Where is our question especially pertinent for you this morning? How has stress or struggle or suffering found you today? Why?

Know who you are

Let’s start with the good news. Our text tells us exactly who we are, no matter where we are. It describes in very specific ways precisely how God sees us. No matter how lonely we feel, or abandoned we seem, we’re not. God + 1 = majority, always. Here’s why.

We are “God’s elect,” “chosen according to the foreknowledge of God the Father.”

“Elect” translates the Greek word for “chosen, selected.” It was used to describe fruit chosen because it was especially ripe, or clothes chosen because they were especially well-tailored. Once this word applied only to Israel, as the “chosen people of God.” But now it applies to us–all of us.

You read it last week: “you are a chosen people, a royal priesthood, a holy nation, a people belonging to God, that you may declare the praises of him who called you out of darkness into his wonderful light. Once you were not a people, but now you are the people of God; once you had not received mercy, but now you have received mercy” (1 Peter 2:9-10).
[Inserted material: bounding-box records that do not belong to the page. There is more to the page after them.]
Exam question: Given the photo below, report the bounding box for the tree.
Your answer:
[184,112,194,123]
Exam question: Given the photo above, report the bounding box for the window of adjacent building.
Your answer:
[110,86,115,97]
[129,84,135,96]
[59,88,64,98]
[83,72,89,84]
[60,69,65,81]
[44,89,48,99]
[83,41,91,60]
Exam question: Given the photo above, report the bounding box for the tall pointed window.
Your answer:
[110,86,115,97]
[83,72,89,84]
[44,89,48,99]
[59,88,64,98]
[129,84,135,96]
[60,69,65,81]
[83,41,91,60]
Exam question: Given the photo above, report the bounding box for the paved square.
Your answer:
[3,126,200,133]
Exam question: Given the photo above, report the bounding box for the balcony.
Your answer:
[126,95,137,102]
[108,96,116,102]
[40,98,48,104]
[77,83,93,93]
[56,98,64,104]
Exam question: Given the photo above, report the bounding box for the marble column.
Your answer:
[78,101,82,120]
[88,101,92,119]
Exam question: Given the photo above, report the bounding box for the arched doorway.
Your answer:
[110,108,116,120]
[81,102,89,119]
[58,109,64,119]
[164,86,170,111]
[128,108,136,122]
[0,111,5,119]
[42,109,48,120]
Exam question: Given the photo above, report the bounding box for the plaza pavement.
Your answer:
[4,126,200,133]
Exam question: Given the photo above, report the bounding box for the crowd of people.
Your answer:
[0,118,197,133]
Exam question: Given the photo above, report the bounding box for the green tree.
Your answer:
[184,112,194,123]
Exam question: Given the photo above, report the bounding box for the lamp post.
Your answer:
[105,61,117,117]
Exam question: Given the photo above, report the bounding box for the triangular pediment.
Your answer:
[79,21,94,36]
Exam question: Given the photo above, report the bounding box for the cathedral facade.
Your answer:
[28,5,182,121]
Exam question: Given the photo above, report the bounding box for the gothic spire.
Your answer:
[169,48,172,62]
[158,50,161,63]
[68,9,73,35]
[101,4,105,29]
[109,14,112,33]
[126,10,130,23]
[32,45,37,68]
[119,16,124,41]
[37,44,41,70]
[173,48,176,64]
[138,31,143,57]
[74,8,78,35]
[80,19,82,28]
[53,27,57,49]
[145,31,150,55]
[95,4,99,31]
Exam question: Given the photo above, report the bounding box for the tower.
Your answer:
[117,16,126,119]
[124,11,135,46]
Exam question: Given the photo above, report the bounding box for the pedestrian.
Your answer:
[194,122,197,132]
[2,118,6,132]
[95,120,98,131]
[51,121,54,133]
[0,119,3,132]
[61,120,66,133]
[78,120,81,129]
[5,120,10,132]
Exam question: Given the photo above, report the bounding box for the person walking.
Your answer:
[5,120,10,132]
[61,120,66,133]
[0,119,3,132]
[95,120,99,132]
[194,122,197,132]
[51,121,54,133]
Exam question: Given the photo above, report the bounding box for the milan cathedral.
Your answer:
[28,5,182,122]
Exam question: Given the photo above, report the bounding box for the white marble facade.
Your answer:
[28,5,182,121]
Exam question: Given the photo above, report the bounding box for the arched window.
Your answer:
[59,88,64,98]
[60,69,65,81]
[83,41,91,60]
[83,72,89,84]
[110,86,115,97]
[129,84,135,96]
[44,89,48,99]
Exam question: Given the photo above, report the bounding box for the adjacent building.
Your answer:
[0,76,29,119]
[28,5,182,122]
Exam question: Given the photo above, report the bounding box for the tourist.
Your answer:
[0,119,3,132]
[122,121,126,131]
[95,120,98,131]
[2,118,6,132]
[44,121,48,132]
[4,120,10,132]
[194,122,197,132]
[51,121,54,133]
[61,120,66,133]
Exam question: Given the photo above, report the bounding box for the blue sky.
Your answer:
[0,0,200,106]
This happened by “the foreknowledge of God the Father.” God knew before time began that he would choose us, that he would want a personal, intimate, eternal relationship with every one of us. He wants such a relationship with every person he made, for he is “not wanting anyone to perish, but everyone to come to repentance” (2 Peter 3:9). He “wants all men to be saved and to come to a knowledge of the truth” (1 Timothy. 2:4).

When we accept his invitation to personal relationship with him, we “elect” the One who “elects” us. We join his chosen people from across all the nations and all the centuries. We become part of God’s people forever. This is our identity.
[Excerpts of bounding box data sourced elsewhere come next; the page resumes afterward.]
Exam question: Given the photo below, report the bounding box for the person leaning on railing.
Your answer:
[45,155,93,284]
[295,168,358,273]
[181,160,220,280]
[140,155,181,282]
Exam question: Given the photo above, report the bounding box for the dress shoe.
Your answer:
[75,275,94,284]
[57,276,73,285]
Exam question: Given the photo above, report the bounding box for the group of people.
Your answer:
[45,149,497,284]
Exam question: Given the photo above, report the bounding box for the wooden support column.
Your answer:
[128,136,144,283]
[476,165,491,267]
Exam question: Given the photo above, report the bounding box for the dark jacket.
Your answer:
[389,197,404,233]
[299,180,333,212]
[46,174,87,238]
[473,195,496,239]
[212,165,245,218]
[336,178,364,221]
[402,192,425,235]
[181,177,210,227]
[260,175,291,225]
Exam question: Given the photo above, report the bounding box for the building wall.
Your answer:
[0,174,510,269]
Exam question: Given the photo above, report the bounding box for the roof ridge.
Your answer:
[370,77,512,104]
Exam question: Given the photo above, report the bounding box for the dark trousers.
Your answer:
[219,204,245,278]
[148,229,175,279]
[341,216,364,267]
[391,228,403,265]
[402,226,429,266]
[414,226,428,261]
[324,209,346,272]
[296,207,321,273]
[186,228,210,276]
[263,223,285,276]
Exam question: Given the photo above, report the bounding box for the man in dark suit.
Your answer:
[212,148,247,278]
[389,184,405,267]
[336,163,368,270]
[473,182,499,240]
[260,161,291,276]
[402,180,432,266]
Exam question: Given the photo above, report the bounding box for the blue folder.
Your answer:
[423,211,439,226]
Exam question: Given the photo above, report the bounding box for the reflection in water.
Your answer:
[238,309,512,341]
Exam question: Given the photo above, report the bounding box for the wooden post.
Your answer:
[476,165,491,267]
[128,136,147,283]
Here is the power to be who we are: “through the sanctifying work of the Spirit.”

The Spirit saved you when he convicted you of your sins and led you to faith in Christ. He is saving you now, “sanctifying” you–making you more and more God’s saint, his holy one. He will save you for eternity.

To partner with the Spirit, we surrender to him every day. We begin the morning by yielding it to his Lordship. We ask his guidance before our decisions, his forgiveness when we sin, his power to defeat temptation, his help for our problems. When we walk in the Spirit, we are sanctified by the Spirit.
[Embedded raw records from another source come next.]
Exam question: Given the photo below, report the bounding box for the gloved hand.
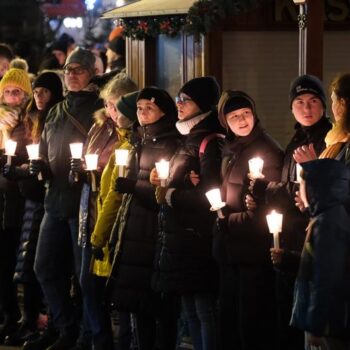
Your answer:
[29,159,50,178]
[155,186,168,204]
[2,164,30,180]
[70,158,84,173]
[91,245,104,261]
[115,177,136,193]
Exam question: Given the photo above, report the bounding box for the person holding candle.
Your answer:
[213,90,283,350]
[108,87,179,350]
[27,47,103,350]
[151,76,223,350]
[247,74,331,350]
[0,68,33,343]
[2,72,63,345]
[71,74,137,350]
[90,91,139,350]
[291,159,350,350]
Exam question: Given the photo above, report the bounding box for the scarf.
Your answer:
[176,111,211,135]
[319,121,350,159]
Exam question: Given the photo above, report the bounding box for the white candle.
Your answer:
[156,159,169,187]
[69,142,83,159]
[26,144,39,160]
[85,154,98,171]
[5,139,17,165]
[266,210,283,249]
[26,144,43,180]
[295,163,303,184]
[115,149,129,177]
[248,157,264,179]
[205,188,226,218]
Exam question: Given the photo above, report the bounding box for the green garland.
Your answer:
[121,0,266,40]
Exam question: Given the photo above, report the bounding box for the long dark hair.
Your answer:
[330,73,350,132]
Now we discover the purpose for which we are chosen and sanctified: “in obedience to Jesus Christ and sprinkling by his blood.”

To obey and to serve him. As Moses sprinkled blood on the altar of sacrifice, so we are to sprinkle the “blood of Christ” wherever we go. We exist to make disciples of all nations, to be the salt and light of Christ, his witnesses to the ends of the earth.

The church is the only hope of the world. As we obey Jesus and share his saving love with our dying world, we fulfill a purpose more significant than any other. Bodies may be healed, but they will one day die. Finances will belong to someone else or be lost. Cars will rust. Clothes will wear out. Houses will be torn down. Nothing we do in time will count for eternity, except what we do to obey Jesus and share his love with all we can. This is the reason we are here, the purpose of our lives. It is the highest purpose in all of human history.

Know where you are

So you are not what you do, or what you own, or how many friends you have. You are the chosen, sanctified, serving child of God. If all this is so, why do bad things happen to God’s people? If we are chosen, sanctified, and called, why is life so often so hard? The answer lies not in who we are, but in where we are.

We are “strangers in the world.” “Strangers” translates the Greek word for “sojourners,” temporary residents, not permanent settlers in the land. We are immigrants in this world, just here for a while, only passing through.